The Economist (March 22) article titled Armed and dangerous, describes how U.S. police departments have become highly militarized. The article is significant not only for the information it provides but also because a mainstream corporate media outlet is publishing it.
The article focuses specifically on SWAT (Special Weapons and Tactics) units, and how frequently police departments around the country are using them. It cites an Eastern Kentucky University study that estimates that the annual number of SWAT raids around the country has skyrocketed from around 3,000 in the early 1980s to around 50,000 raids today. Originally, SWAT teams were intended to be used only in specific circumstances such as confronting major drug operations. Nowadays, police departments are using SWAT raids routinely, at times for operations as trivial as breaking up unlicensed poker games.
According to journalist Radley Balko, over 50 innocent civilians have been killed in SWAT raids. Considering that targets of a SWAT raid may have engaged in some illegal activity and thus not fit the “innocent” designation, the number of victims of SWAT raids are likely much higher. Innocent or not, targets of SWAT raids do not deserve to be summarily executed.
The militarization of the police is not a local phenomenon, characterized by overzealous police chiefs going overboard arming their departments. This is a national trend that has really taken off since the early 1980s. It has been consciously promoted and funded by the federal government. Between 2002 and 2011, the federal government gave a staggering $35 billion in grants to state and local police. In addition, thanks to being supplied with a virtually endless supply of weapons for wars, the Pentagon provides much of its considerable surplus military hardware to police forces virtually free.

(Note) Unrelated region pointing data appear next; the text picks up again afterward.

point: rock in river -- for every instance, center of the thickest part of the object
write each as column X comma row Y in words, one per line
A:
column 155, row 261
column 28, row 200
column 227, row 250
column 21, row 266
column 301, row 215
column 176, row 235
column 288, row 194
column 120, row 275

And the militarization of police departments feeds on itself. Given civil asset-forfeiture rules, police departments routinely seize money and assets they confiscate in drug raids. They can do so even without the accused being proven guilty, leaving them only the option of suing to get their belongings back. The booty from drug raids are now a significant source of excess income, itself a source to pay for more police officers and more weapons.
Police are an instrument of class repression and control
The trend highlighted by the Economist article can only be properly understood in the context of the social function of police. Far from merely maintaining law and order, law enforcement is an instrument of class repression and control. Through highly militarized police departments, the capitalist class exerts control over the working class, particularly over oppressed communities. Law enforcement keeps these communities under siege. People are constantly under the threat of being stopped and searched on the streets and are even in danger of being raided at home. Murder at the hands of the police, whether SWAT teams or street patrols, is an all too common phenomenon, particularly for African American and Latino youths.
Why are we seeing a higher level of police repression carried out by more heavily armed police? The answer lies in the erosion of well-paid jobs for the working class. With a persistently high level of unemployment and existing jobs being predominantly low-paid service industry jobs, the capitalist class needs more violence and more repression to keep the working class in check. The warehousing of a record number of people in prisons are another component of this class control strategy.
The March 21 murder of Alejandro Nieto in San Francisco is the latest in a long list of police murders of unarmed civilians. Carrying a clearly marked Taser that he used for his job as a security guard, Nieto was shot 14 times and killed by San Francisco police. In response, the community has organized several protests that have drawn large numbers of people.
The only way to confront murder and brutality by police, who are now more heavily armed than ever, is through organized mass action.